Saudi Arabia offers to resume PA funding in new step toward normalization: Report

News Desk - The Cradle 

The highly unpopular PA leadership is reportedly considering backing Riyadh's bid to normalize ties with Israel

Palestinian Authority President Mahmoud Abbas and Saudi Crown Prince Mohammed bin Salman meeting in Riyadh on 12 February, 2019. (Photo Credit: Wafa)
Saudi Arabia has offered to resume financial aid to the cash-strapped Palestinian Authority (PA) in a move intended to “build support” among Palestinian leaders in Ramallah for a possible normalization deal with Israel, the Wall Street Journal (WSJ) reported on 29 August citing unnamed kingdom officials.

“Saudi officials say they are trying to secure Palestinian President Mahmoud Abbas’s support for open ties with Israel, providing more legitimacy to any eventual agreement and forestalling any accusations that the kingdom would sacrifice Palestinian efforts to establish an independent state to advance its own goals,” the report reads.

A senior delegation from Ramallah is set to visit the kingdom next week to discuss what Riyadh can do “to advance flickering hopes of creating a Palestinian state.”

In 2016, after decades of financially supporting the PA to the tune of $5 billion, Saudi Arabia began cutting back the funds, citing “incompetence and corruption” among PA leaders. Saudi financial aid for Ramallah finally reached zero in 2021.

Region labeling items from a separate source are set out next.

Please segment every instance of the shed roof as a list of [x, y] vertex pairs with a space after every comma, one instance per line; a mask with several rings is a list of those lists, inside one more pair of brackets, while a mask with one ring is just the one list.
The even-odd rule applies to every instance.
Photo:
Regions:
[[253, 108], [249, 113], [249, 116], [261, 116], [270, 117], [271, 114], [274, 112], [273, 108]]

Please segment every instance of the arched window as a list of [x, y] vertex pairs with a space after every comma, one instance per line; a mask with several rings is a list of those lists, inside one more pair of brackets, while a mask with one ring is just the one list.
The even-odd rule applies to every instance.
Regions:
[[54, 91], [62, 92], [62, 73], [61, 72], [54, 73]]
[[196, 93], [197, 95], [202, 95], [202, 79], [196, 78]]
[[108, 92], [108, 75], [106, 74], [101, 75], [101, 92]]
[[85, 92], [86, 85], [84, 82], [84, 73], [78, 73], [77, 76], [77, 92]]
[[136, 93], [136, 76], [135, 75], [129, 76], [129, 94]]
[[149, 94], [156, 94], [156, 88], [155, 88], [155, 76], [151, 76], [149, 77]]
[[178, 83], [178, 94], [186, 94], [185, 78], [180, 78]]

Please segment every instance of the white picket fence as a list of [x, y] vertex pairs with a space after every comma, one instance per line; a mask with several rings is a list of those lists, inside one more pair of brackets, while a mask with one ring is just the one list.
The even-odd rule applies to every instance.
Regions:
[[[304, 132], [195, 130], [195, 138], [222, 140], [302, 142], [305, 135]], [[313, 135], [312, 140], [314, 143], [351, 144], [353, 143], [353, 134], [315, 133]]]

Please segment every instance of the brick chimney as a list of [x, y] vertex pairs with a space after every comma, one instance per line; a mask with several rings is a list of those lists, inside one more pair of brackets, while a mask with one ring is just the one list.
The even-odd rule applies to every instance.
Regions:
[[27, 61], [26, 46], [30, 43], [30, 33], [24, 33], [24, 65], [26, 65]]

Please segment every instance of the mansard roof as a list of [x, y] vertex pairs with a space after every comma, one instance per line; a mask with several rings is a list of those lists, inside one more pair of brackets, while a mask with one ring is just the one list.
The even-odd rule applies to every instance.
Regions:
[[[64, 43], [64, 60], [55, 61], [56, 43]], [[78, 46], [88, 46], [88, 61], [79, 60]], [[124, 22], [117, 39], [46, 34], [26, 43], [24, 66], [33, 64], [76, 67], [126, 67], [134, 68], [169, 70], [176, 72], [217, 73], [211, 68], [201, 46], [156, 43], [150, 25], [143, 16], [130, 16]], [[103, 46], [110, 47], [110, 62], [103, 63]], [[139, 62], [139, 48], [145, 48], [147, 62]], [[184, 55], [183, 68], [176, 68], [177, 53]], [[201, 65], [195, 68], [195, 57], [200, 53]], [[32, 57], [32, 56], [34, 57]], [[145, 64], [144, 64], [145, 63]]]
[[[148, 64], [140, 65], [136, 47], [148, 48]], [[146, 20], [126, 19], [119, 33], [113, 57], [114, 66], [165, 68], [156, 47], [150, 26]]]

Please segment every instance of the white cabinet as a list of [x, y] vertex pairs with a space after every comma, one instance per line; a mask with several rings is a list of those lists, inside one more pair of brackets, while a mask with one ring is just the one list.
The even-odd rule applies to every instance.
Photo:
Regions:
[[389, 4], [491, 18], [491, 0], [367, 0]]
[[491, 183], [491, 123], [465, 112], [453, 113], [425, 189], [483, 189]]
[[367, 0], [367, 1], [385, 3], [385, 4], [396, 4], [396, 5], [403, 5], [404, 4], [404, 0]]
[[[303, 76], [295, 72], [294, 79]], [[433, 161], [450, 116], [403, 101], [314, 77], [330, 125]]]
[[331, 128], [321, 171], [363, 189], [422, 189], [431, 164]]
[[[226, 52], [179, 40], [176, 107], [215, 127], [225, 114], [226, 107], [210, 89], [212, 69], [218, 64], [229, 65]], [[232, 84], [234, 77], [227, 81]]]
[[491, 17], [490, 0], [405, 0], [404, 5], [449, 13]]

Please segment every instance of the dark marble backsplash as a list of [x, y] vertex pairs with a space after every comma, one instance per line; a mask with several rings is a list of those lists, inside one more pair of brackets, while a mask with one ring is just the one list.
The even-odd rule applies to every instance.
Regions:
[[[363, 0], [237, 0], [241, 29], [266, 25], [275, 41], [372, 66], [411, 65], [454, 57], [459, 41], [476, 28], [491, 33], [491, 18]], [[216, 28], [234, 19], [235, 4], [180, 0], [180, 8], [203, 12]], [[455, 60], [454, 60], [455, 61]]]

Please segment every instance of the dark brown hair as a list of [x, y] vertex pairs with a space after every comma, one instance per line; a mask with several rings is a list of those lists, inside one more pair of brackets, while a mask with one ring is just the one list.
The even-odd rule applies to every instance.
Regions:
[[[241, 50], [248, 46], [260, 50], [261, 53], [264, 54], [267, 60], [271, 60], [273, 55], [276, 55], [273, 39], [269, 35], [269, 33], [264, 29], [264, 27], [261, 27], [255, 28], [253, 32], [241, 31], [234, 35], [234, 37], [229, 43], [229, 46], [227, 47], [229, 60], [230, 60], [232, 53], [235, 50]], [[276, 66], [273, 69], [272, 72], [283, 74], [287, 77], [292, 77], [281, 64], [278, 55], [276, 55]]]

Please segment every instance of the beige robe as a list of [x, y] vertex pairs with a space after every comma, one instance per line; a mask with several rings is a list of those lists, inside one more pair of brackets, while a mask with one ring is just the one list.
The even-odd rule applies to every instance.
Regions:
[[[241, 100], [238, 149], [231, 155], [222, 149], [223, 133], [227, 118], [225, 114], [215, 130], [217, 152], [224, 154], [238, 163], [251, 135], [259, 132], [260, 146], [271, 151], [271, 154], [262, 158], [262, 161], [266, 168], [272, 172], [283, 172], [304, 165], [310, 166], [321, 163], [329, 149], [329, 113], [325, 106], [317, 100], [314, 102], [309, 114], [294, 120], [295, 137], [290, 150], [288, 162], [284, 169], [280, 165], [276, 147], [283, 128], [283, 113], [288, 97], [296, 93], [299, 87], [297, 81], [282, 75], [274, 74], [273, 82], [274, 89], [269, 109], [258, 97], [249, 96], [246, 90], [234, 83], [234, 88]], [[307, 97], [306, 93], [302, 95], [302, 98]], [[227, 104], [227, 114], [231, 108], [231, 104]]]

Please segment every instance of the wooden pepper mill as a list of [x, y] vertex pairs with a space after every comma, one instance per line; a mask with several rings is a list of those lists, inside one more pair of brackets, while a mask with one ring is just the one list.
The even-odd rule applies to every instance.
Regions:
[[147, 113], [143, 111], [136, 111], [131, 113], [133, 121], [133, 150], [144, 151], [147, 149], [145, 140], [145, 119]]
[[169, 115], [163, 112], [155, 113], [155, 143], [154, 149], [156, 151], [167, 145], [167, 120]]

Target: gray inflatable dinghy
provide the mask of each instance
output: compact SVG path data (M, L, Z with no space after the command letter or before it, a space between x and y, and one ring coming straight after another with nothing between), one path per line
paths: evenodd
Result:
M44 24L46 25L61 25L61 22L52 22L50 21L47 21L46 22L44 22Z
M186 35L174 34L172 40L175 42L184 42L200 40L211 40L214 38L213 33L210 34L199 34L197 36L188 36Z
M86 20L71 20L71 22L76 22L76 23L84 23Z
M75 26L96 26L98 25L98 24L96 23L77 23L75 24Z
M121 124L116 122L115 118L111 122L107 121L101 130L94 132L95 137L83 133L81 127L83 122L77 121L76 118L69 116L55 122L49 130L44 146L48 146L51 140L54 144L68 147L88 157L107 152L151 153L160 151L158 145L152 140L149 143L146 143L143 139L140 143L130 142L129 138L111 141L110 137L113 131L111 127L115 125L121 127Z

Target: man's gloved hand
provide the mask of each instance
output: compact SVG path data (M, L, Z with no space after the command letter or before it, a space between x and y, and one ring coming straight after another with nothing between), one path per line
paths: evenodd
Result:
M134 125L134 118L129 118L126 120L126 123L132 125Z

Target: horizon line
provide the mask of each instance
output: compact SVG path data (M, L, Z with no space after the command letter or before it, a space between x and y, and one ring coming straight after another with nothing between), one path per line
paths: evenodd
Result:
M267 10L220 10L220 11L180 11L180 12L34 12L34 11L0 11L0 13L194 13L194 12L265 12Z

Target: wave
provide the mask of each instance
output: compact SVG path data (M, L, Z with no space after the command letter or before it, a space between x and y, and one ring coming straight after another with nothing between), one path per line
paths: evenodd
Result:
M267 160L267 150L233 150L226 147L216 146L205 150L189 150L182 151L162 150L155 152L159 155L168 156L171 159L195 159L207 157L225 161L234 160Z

But despite the new Saudi proposal, the officials that spoke with the WSJ clarified that the PA “won’t have any power to veto a Saudi-Israel deal.”

The US and Israel have been working in tandem to convince Saudi Arabia to join the Abraham Accords in what would be a major coup for Prime Minister Benjamin Netanyahu and for US President Joe Biden ahead of the US electoral season.

Normalization by Saudi Arabia would be part of a so-called “mega-deal,” which also calls for a defense pact from Washington, access to more advanced weaponry for the Saudis, and US help in developing a civilian nuclear program that would include uranium enrichment on Saudi soil.

Saudi Arabia has also publicly declared that normalization hinges on the implementation of the 2002 Arab Peace Initiative, which calls for the creation of an autonomous Palestinian state.

However, even if the PA were to agree to the terms set by Saudi Arabia, their support for normalization would likely have little to no influence on the Palestinian population in the occupied West Bank, as the PA has long worked alongside Israel to suppress resistance while brutally repressing critics.

Recent polls show that Palestinians living in the occupied West Bank increasingly support Gaza-based resistance factions like Hamas and the Palestinian Islamic Jihad (PIJ). A new generation of Palestinian fighters has also cemented their positions outside of PA control by gaining heft in cities like Jenin, Nablus, Tulkarem, Jericho, and Hebron.

Furthermore, extremist ministers in the Israeli government recently made it clear that Israel would by no means make concessions to the Palestinians, ignoring Washington's demands.

“We will not make any concessions to the Palestinians. It’s a fiction,” Finance Minister Bezalel Smotrich, who heads the Jewish supremacist Religious Zionist party alongside Itamar Ben Gvir party, told Army Radio on Monday.

Netanyahu also recently declared that Tel Aviv will not accept a Saudi nuclear program.